EETimes: iPhone success? "It's the User Experience, Stupid"
- TAGS:Apple, barcelona, iPhone, mobile world conference, user experience
- IT TOPICS:Hardware, Macintosh & Apple, Mobile & Wireless, Personal Technology
The EETimes is covering the Mobile World Congress in Barcelona and in particular one focus group that is trying to figure out why the best recent advance in the mobile telecommunications user space came not from a mobile telecom company but from Apple Inc. - the iPhone.
Anup Murarka, director of technical marketing for Adobe, cited a study showing that 77 percent of iPhone purchasers described themselves as "very satisfied" with their user experience.
In an ominous note for mobile operators, the iPhone respondents credited their happy experience not to AT&T, the channel through which iPhone services were delivered in the U.S, but to Apple, the device maker.
The panel, whose title was It's the User Experience, Stupid agreed that iPhone represents a model for mobile operators to follow, but they reached little agreement on how to follow.
One direction, advocated by Lucia Predolin, international marketing and communications director for Buongirono S.p.A. of Milan, Italy, is to manipulate users by identifying their "need states" — including such compulsions as "killing time," and "making the most of it" — and fulfilling them subliminally.
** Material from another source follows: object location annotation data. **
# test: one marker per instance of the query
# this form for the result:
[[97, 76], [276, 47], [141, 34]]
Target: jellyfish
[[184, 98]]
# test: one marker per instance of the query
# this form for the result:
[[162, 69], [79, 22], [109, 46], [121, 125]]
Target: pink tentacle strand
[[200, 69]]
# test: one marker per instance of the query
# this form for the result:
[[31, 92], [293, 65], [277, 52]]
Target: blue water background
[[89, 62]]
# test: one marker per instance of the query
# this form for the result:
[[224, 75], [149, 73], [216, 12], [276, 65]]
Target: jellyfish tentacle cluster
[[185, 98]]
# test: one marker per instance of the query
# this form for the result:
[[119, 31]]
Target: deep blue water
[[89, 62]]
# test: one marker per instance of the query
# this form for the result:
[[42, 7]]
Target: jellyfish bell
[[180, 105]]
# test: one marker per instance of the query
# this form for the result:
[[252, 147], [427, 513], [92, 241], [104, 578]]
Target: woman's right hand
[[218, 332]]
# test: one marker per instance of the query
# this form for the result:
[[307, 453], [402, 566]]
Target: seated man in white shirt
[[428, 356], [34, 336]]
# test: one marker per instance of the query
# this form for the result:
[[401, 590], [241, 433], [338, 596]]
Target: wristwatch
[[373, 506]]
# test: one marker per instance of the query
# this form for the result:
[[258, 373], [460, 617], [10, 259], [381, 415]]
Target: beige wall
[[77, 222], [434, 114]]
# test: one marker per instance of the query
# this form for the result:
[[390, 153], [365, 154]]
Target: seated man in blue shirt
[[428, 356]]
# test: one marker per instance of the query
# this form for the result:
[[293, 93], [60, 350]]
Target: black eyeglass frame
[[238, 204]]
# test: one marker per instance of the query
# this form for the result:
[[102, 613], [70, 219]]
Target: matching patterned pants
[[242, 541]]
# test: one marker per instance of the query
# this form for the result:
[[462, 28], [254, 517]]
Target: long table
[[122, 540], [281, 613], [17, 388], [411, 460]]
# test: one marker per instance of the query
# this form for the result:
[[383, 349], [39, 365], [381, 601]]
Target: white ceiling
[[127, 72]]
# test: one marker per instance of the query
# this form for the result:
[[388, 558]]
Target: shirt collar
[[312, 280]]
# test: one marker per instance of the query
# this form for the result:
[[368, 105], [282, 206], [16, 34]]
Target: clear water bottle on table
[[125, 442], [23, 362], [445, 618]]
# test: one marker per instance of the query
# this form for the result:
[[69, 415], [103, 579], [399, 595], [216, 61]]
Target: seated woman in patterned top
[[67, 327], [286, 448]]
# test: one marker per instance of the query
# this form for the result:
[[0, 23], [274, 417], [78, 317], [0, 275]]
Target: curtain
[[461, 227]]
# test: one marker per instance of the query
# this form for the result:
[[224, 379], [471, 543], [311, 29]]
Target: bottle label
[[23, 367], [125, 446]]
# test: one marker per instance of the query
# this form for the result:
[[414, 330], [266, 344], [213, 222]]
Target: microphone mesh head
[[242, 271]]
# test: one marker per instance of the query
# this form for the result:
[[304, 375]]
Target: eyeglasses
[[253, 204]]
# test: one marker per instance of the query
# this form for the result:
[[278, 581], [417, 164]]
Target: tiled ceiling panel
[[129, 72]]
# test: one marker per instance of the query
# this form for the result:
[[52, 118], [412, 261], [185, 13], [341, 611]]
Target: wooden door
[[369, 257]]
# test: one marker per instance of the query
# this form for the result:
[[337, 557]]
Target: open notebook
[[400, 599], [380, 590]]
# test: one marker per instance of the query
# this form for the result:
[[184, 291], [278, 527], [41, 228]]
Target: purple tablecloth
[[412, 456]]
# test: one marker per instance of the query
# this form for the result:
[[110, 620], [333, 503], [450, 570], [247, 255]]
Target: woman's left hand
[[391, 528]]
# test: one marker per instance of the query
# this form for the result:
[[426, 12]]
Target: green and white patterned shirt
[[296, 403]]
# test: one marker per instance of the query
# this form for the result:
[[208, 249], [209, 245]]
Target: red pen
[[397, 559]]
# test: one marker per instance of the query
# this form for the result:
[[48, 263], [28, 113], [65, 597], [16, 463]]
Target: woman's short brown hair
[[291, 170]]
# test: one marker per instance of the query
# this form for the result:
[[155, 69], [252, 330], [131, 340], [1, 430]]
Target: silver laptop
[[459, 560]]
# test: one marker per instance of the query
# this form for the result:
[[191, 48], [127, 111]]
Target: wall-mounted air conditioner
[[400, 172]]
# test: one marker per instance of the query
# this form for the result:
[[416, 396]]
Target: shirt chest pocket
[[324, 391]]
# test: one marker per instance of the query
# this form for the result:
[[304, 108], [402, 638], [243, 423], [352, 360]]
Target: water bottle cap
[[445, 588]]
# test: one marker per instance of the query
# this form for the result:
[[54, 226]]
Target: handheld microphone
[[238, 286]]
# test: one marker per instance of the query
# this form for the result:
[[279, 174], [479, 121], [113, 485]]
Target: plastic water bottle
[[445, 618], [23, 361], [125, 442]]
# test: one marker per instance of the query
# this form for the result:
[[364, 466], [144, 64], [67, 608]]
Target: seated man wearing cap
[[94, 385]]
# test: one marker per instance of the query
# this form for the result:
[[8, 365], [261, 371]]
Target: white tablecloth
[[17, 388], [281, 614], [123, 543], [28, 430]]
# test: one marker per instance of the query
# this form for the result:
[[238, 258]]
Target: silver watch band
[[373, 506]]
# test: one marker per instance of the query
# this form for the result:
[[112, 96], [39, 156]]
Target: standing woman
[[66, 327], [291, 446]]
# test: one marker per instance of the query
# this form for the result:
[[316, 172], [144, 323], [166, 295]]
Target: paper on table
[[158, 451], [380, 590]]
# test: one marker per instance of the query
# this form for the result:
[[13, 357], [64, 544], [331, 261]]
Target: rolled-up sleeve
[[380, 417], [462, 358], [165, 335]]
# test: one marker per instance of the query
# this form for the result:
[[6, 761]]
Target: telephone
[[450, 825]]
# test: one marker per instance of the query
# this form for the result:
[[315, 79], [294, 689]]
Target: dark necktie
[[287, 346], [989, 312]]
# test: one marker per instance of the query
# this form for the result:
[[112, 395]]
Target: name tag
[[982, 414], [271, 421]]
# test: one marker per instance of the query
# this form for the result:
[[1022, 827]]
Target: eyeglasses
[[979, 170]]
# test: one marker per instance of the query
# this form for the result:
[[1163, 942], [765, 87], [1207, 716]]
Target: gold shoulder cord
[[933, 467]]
Adobe's Murarka proposed a more technological approach to improving the user experience, satisfying the mobile phone subscriber through better interface design. Sarah Lipman, co-founder and R&D director for Power2B, suggested an almost mystical solution, somehow tapping into users' "neural networks" to navigate a mobile phone interface "using touch and pre-touch input."
The responses are almost laughable. The obvious answer that no one wants to articulate but statistically is being shoved in everyone's face is: customers want less carrier intervention, fewer "services" from carriers and easier access to Internet content. In fact, from a consumer standpoint, the carrier should be all but invisible. Of course, the panelists representing the phone industry don't want to bring this information home to their employers.
The trend in the marketplace has always had carriers trying to move up the value chain with additional service offerings. Very few have succeeded. One particular victory has been Danger/Tmobile's Sidekick. However, most of these offerings tend to infururiate the customers rather than create value.
From personal experience, I can say that the number one reason for me leaving the Vodafone Nokia N95 was all of the "services" that Vodafone stuck on there. Vodafone Radio, TV, "enhanced" webpages, etc. None of them were at all useful, they all snuck money out of my pocket and they were all impossible to remove. I actually went through the steps of unlocking the Nokia N95 from Vodafone solely to remove its "services" but stayed on its network.
This current model reminds me of AOL's in the late 1990's. Most people wanted AOL to get out of the way so they could just get on the Internet. AOL wanted to monetize its own content and tried to enforce a walled garden - but in the end, failed to do so. It is now mostly just an ISP like everyone else.
Panelists cautiously agreed that the current user experience — at least compared to the iPhone — is not very good. Predolin said that one problem is that many people are reluctant to tap the vast potential of mobile communications — especially the mobile Internet — because they fear the eventual cost. With so many telecom companies advertising heavily the cost of their services per minute, users hesitate to explore possibilities that might devour their precious minutes.
Predolin said that this deadline consciousness is so strong among mobile users that they even constrained their consumption of minutes in a Buongiorno-sponsored trial in which participants were given mobile phones free for a week. "Operators are putting together cost plans that people can't understand," said Predolin. "It is not just cost but the way you market your cost."
This translates to fewer plans, simplified billing, no hidden charges etc. When you sign up for an iPhone, you see AT&T a few times in the iTunes setup and then hopefully, you don't see them again until your monthly bill comes along. One price for unlimited data, no catches - except international roaming. Even international rate plans have been simplified somewhat.
This is exactly what I want. I don't have to think about data usage and I know exactly what my bill is going to look like at the end of every month.
Somehow, Apple convinced its telecom partners to get out of the way. It took over the experience and simplified it down to the basics. By removing the telecom from the equation, Apple increased the level of its customer satifaction.
The message that the telecommunications companies must take away from the success of the iPhone is that they should stay out of the user experience as much as possible. At the end of the day, the core competency of the wireless carriers is to deliver data (and voice) communications, efficiently, reliably and hopefully simply.
Everything else is just interference.